I’m not a college counselor so I can help a kid complete their FAFSA. I’m a college counselor so I can help a student tell their story.
I learn about their academics and their experiences, their parents and their mentors, their time on the soccer field or in the Boy Scouts. Then, I take all of this in and I help the student write about it.
I help them understand the importance of connecting their past to their future—that a good college match depends on their understanding of who they are, where they come from, and where they want to go. And I help my students realize that not only do they deserve a world-class education, but—more importantly—world-class educational institutions also deserve them.

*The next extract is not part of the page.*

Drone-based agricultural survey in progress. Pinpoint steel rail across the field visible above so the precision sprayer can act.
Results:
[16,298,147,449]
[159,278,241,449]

I want a student to say, “Mr. Contreras, UT-Austin does need to know how I think; my voice is needed at Dartmouth; Stanford does deserve to hear my perspective.” So, no—this job isn’t about sitting with a student and filling out a form.
This is not transactional work to me. This is transformational work.
I’m a Mexican American kid out of the north side of Houston. I’ve seen a lot and I’ve been through a lot. My dad was…well, he was murdered a couple years ago. And for all my life, he was a heroin addict. My mom too.
We saw some pretty hard times. My brother and I were raised by my grandparents. And my grandpa, he was my role model. His own father died of heatstroke picking cotton in the fields of West Texas, and my grandpa wanted a different future for our family. He preached education. “You don’t want to be a mule your whole life,” he would say, “Education is the ticket out.” And it was.
During middle school, I had a wonderful guidance counselor who connected me with a scholarship to go off to Philips Exeter for high school. I can’t—I can’t tell you what that did for me. But, I will say this: Every success I have ever had relates to the fact that, a long time ago, a scholarship kid got an opportunity. That’s the genesis for what pushes me to do this work.
I’m so proud that my family built their life on hard work. I’m so proud that I got an education and that I’ve lived up to the hopes and dreams of my grandparents. And on a professional note, I’m so proud that I’m a Latino in a position of senior leadership. My voice is being heard. That is what we want for our students.
At KIPP, what we do goes beyond metrics and benchmarks. It goes beyond math and reading. We do this work so that our students can have a seat at any table.